Director's responsibilities:
The members have not required the company to obtain an audit of its financial statements for the year in question in accordance with section 476; The director acknowledges their responsibilities for complying with the requirements of the Act with respect to accounting records and the preparation of financial statements.
These financial statements have been prepared and delivered in accordance with the provisions applicable to companies subject to the small companies’ regime.
In accordance with Section 444 of the Companies Act 2006, the income statement has not been delivered.
These financial statements were approved by the board of directors and authorised for issue on 23 December 2019 , and are signed on behalf of the board by:
Director |
Company registration number:
08797820
Notes to the Financial Statements
Year ended 31 March 2019
1 General information
2 Statement of compliance
These financial statements have been prepared in compliance with FRS 102 Section 1A, 'The Financial Reporting Standard applicable to the UK and Republic of Ireland'.
3 Accounting policies
Basis of preparation
The financial statements have been prepared on the historical cost basis, as modified by the revaluation of certain assets.
The financial statements are prepared in sterling, which is the functional currency of the company.
Turnover
Turnover is measured at the fair value of the consideration received or receivable for goods supplied, net of discounts and Value Added Tax.
Revenue from the sale of goods is recognised when the significant risks and rewards of ownership have transferred to the buyer, usually on despatch of the goods; the amount of revenue can be measured reliably; it is probable that the associated economic benefits will flow to the entity; and the costs incurred or to be incurred in respect of the transactions can be measured reliably.
Current tax
Current tax is recognised on taxable profit for the current and past periods. Current tax is measured at the amounts of tax expected to pay or recover using the tax rates and laws that have been enacted or substantively enacted at the reporting date.
Tangible assets
Tangible assets are initially measured at cost, and are subsequently measured at cost less any accumulated depreciation and accumulated impairment losses or at a revalued amount.
Any tangible assets carried at a revalued amount are recorded at the fair value at the date of revaluation less any subsequent accumulated depreciation and subsequent accumulated impairment losses.
An increase in the carrying amount of an asset as a result of a revaluation is recognised in other comprehensive income and accumulated in capital and reserves. However, the increase is recognised in profit or loss to the extent that it reverses a revaluation decrease of the same asset previously recognised in profit or loss. A decrease in the carrying amount of an asset as a result of revaluation is recognised in other comprehensive income to the extent of any previously recognised revaluation increase accumulated in capital and reserves. If a revaluation decrease exceeds the accumulated revaluation gains accumulated in capital and reserves in respect of that asset, the excess is recognised in profit or loss.
Fixed asset investments
Investments in subsidiaries, associates and joint ventures accounted for in accordance with the cost model are recorded at cost less any accumulated impairment losses.

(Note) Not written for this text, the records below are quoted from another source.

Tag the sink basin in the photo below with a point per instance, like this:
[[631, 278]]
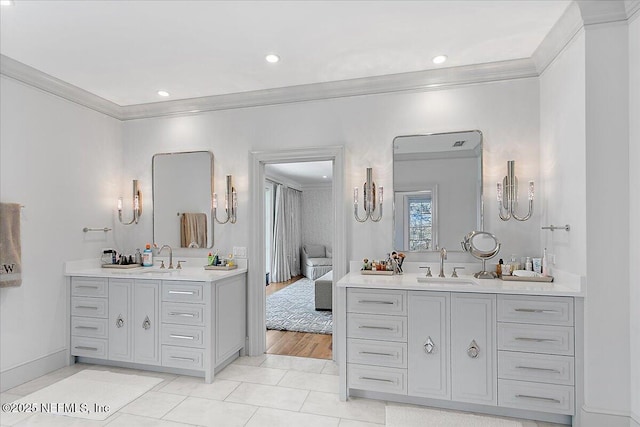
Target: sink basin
[[447, 280]]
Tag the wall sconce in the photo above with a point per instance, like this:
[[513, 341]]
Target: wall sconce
[[230, 203], [137, 205], [369, 202], [508, 195]]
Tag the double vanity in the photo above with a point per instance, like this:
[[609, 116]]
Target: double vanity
[[190, 321], [505, 348]]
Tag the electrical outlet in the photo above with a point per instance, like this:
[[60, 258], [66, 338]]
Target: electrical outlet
[[239, 251]]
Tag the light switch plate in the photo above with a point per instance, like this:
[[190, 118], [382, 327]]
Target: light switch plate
[[239, 251]]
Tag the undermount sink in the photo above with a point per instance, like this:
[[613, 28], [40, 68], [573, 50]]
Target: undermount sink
[[447, 280]]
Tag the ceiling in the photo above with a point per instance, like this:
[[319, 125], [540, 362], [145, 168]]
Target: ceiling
[[125, 51]]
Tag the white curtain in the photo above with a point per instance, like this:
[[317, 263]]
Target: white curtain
[[287, 234]]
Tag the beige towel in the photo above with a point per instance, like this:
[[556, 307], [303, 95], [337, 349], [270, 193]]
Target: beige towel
[[193, 230], [10, 251]]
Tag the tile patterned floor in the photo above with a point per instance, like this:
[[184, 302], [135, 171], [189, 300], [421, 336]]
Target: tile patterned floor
[[264, 391]]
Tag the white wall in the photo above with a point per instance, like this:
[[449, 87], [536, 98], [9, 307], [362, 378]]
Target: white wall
[[506, 112], [62, 162], [634, 211], [317, 212], [607, 320]]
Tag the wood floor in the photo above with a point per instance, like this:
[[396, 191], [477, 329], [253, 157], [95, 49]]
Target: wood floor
[[301, 344]]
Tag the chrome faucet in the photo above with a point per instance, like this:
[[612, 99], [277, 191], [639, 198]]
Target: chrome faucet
[[170, 254], [443, 256]]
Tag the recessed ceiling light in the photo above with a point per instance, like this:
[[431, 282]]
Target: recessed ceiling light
[[272, 58], [439, 59]]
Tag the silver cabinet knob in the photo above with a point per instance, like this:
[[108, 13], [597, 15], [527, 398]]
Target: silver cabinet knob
[[429, 346], [473, 351], [146, 324]]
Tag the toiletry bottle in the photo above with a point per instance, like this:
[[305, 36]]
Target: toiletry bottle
[[147, 256]]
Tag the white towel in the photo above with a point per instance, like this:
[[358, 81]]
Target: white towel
[[10, 248]]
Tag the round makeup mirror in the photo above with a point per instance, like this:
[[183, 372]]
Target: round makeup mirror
[[483, 246]]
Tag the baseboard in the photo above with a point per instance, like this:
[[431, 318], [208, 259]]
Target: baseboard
[[28, 371], [597, 417]]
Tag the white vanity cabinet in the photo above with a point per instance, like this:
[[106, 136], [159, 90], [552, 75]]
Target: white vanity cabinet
[[478, 351], [177, 325]]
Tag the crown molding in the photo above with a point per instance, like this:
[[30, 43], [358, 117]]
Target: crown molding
[[18, 71]]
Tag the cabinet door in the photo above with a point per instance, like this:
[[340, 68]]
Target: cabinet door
[[473, 348], [146, 326], [120, 332], [428, 345]]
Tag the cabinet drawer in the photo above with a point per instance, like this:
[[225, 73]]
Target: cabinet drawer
[[538, 310], [182, 357], [89, 307], [535, 338], [89, 347], [375, 378], [379, 353], [185, 336], [183, 314], [182, 291], [543, 368], [377, 327], [89, 287], [558, 399], [376, 301], [89, 327]]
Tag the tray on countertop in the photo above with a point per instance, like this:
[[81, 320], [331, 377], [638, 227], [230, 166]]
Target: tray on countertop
[[527, 279], [220, 267], [121, 266]]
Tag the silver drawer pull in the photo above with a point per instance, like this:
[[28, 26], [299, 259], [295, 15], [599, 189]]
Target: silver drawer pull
[[378, 354], [364, 301], [547, 399], [183, 337], [189, 359], [534, 339], [533, 368], [377, 379], [386, 328], [182, 314], [535, 310]]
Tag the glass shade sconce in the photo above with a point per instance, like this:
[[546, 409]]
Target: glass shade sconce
[[369, 201], [507, 195], [137, 205], [230, 203]]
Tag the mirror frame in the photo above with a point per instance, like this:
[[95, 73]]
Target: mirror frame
[[210, 219], [480, 207]]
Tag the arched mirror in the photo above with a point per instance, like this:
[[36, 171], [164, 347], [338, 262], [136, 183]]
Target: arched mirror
[[437, 188], [483, 246]]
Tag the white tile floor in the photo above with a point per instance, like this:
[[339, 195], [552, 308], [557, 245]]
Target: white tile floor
[[264, 391]]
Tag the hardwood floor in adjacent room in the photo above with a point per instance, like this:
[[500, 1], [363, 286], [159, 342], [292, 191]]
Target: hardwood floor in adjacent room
[[301, 344]]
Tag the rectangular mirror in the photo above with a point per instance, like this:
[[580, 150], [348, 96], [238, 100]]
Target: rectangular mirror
[[182, 194], [437, 189]]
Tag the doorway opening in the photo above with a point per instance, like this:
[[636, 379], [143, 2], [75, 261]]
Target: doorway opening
[[298, 247]]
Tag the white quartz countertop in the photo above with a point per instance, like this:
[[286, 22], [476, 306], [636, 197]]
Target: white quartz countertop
[[565, 286], [91, 268]]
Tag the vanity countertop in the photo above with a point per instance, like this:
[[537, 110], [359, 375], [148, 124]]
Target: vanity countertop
[[564, 285], [91, 268]]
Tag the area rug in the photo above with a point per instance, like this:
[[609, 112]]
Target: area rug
[[407, 416], [89, 394], [293, 309]]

Investments in subsidiaries, associates and joint ventures accounted for in accordance with the fair value model are initially recorded at the transaction price. At each reporting date, the investments are measured at fair value, with changes in fair value recognised in other comprehensive income or profit or loss. Where it is impracticable to measure fair value reliably without undue cost or effort, the cost model will be adopted.

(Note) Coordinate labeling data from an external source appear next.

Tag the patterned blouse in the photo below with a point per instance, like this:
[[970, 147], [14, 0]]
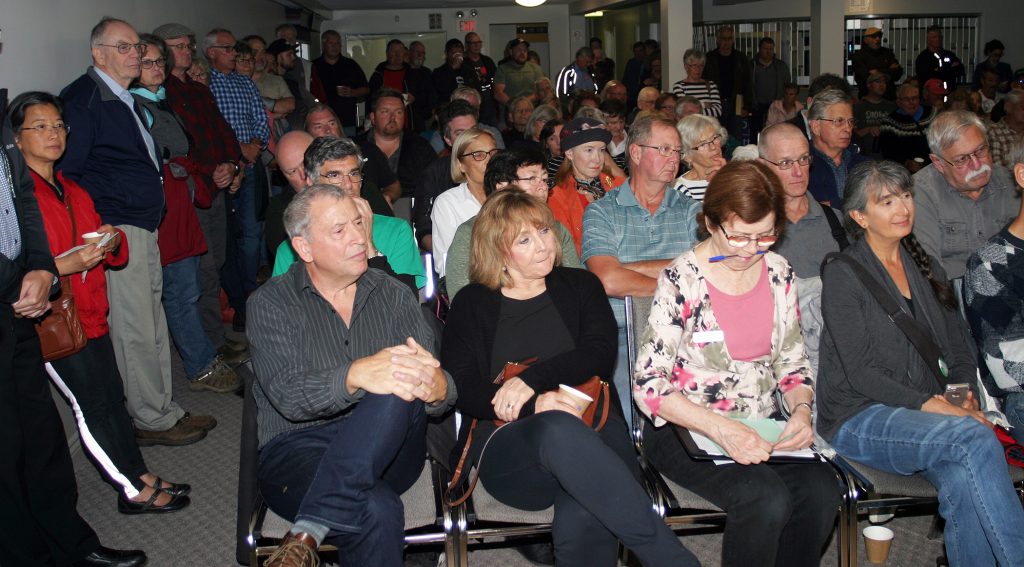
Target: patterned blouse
[[670, 361]]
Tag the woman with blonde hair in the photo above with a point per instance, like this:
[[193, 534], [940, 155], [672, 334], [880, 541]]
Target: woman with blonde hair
[[519, 306]]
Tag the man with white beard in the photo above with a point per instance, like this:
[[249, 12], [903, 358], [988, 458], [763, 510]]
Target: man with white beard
[[962, 199]]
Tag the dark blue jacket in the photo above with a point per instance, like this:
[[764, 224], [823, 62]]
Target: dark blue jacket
[[822, 182], [108, 156]]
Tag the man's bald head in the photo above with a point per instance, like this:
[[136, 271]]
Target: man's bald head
[[291, 150]]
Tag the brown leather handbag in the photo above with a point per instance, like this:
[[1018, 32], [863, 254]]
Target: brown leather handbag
[[596, 388], [60, 332]]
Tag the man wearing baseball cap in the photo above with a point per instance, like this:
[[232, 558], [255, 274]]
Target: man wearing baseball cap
[[872, 57], [516, 76]]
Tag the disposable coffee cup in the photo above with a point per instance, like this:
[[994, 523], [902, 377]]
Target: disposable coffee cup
[[583, 400], [90, 237], [878, 540]]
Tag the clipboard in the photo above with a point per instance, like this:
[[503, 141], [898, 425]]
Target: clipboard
[[700, 447]]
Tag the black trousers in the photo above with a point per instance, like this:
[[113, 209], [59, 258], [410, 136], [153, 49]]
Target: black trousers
[[92, 377], [39, 524], [778, 515], [553, 459]]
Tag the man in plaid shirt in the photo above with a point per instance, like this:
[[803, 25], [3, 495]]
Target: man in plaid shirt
[[216, 153], [242, 106]]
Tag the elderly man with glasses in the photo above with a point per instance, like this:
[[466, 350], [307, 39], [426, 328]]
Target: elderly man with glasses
[[115, 159], [635, 230], [240, 101], [962, 199], [832, 125], [331, 161]]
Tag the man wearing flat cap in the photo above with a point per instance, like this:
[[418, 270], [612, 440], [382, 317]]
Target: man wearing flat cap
[[872, 57]]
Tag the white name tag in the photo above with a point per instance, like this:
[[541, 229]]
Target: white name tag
[[716, 336]]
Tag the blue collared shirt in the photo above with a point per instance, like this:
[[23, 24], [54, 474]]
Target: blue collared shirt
[[617, 225], [240, 101]]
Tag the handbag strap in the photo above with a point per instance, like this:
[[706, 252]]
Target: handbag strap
[[919, 336]]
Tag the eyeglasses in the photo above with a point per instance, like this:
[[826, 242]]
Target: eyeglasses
[[534, 179], [737, 241], [962, 162], [182, 46], [840, 122], [803, 161], [59, 128], [666, 150], [124, 48], [147, 63], [709, 144], [335, 177], [480, 155]]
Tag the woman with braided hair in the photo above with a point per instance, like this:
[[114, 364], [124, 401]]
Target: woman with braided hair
[[880, 397]]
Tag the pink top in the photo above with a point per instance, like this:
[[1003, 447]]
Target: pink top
[[745, 319]]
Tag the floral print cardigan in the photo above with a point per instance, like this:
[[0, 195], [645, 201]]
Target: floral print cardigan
[[670, 361]]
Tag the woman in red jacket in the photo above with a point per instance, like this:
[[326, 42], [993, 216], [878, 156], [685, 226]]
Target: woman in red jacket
[[89, 379]]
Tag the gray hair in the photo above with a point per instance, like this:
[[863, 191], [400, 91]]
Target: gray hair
[[297, 216], [328, 148], [693, 55], [99, 30], [949, 126], [545, 113], [868, 182], [210, 39], [825, 99], [691, 128]]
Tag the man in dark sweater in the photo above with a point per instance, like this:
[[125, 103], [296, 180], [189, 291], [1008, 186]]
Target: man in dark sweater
[[115, 159], [344, 388]]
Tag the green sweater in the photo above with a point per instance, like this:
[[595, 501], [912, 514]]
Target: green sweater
[[392, 236]]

Dividends and other distributions received from the investment are recognised as income without regard to whether the distributions are from accumulated profits of the associate arising before or after the date of acquisition.

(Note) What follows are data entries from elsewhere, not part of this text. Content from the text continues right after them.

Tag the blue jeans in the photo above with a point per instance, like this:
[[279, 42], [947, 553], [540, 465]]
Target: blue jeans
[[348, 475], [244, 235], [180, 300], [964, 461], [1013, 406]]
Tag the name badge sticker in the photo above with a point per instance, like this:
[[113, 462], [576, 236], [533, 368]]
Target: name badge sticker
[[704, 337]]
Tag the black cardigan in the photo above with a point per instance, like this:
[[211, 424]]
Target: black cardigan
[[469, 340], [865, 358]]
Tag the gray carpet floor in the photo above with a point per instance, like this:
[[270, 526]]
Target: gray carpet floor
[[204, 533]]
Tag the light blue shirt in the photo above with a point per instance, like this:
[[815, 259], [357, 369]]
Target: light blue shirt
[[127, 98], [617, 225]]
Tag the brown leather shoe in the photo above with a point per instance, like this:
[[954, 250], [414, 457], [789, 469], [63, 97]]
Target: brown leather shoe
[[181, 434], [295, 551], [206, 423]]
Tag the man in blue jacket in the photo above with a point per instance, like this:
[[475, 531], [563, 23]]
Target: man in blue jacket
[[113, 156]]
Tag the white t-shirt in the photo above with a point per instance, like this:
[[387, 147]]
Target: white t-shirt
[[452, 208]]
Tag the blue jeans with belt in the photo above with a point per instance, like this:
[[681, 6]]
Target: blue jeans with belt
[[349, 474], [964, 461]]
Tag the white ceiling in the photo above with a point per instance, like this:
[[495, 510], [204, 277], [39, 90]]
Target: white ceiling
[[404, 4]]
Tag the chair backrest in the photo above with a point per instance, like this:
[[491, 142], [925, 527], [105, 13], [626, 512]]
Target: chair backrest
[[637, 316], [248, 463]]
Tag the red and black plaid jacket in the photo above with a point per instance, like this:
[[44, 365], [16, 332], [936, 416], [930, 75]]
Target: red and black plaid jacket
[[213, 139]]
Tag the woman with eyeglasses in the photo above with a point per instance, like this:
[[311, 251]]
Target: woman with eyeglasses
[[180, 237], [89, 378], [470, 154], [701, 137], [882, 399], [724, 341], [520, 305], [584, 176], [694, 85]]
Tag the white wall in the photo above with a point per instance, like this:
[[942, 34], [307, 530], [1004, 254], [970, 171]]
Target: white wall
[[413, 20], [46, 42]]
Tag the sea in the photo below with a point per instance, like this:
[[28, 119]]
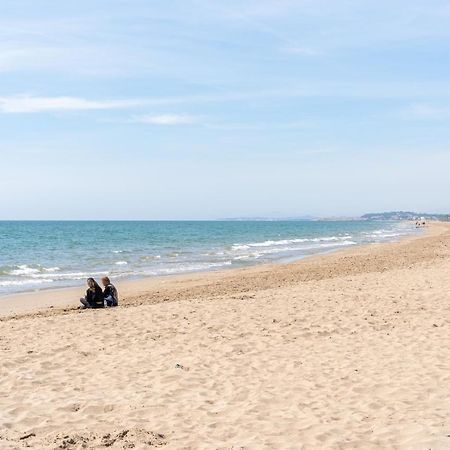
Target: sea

Other fixed asset investments which are listed are measured at fair value with changes in fair value being recognised in profit or loss.
All other Investments held as fixed assets are initially recorded at cost, and are subsequently stated at cost less any accumulated impairment losses.
Impairment
A review for indicators of impairment is carried out at each reporting date, with the recoverable amount being estimated where such indicators exist. Where the carrying value exceeds the recoverable amount, the asset is impaired accordingly. Prior impairments are also reviewed for possible reversal at each reporting date.
Financial instruments
A financial asset or a financial liability is recognised only when the entity becomes a party to the contractual provisions of the instrument.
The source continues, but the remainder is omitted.